- Born: 3 June 1917 Warsaw, Congress Poland, Russian Empire
- Died: 26 January 2012 (aged 94) São Paulo, Brazil
- Citizenship: Poland (by birth); Brazil;
- Education: University of São Paulo
- Awards: National Order of Scientific Merit Rheimboldt-Hauptmann Prize
- Scientific career
- Fields: Chemistry
- Thesis: Sobre o comportamento de compostos de enxofre em presença de Níquel de Raney (1948)
- Doctoral advisor: Heinrich Hauptmann

= Blanka Wladislaw =

Brazilian chemist (1917–2012)

Blanka Wladislaw (born Blanka Wertheim, 3 June 1917 – 26 January 2012) was a Brazilian chemist of Polish-Jewish descent.

==Biography==
Wladislaw was born Blanka Wertheim on 3 June 1917, in Warsaw, Congress Poland, a part of the Russian Empire. Her family emigrated to Brazil when she was 14, where they have faced great financial difficulty on their arrival in São Paulo. She decided to dedicate herself to her studies in order to enter the University of São Paulo and in 1937 accomplished this, entering the university's Faculty of Philosophy, Sciences and Letters and graduated in 1941. Wladislaw's professional career began when she was hired by Matarazzo Industries (Indústrias Reunidas Francisco Matarazzo), but she was determined to go to graduate school. In 1949, she completed her doctorate with her thesis analyzing the behavior of various sulfur compounds in presesence of Raney nickel catalysts, advisor Heinrich Hauptmann, and joined the Faculty of Philosophy, Sciences, and Letters as an assistant to Hauptmann.

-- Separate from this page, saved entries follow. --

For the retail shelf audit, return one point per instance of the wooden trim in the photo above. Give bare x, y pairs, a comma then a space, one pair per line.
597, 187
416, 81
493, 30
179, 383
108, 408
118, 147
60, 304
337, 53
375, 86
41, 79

In 1949, she joined the faculty of Organic and Biological Chemistry at the USP to become and became full time assistant professor in 1953. Blanka got a grant from the British government to conduct postdoctoral studies at the Imperial College London on organic electrosynthesis. In the following decade, Wladislaw researched with organic electrochemistry, again with sulfur compounds. Returning to this field of study in 1971, she would at the same time be promoted to become a full time professor at USP's Institute of Chemistry and in 1975 started the University's Department of Fundamental Chemistry.

==Legacy==
Blanka Wladislaw wrote more than 115 research papers, 171 papers in congress, and directed four Master's dissertations and 24 Doctoral theses. After retiring, she wrote a guide to the teaching of chemistry and remained at the University of São Paulo as a guest teacher.

In 1973, she was elected a full member of the Brazilian Academy of Sciences, Brazilian Association of Chemists, Royal Society of Chemistry (MRSC), and the Brazilian Society for the Advancement of Science. The following year she became a member of the São Paulo Academy of Sciences. For the quality of her work in the field of chemistry, Wladislaw was awarded the Brazilian National Order of Scientific Merit and the Rheimboldt-Hauptmann Award.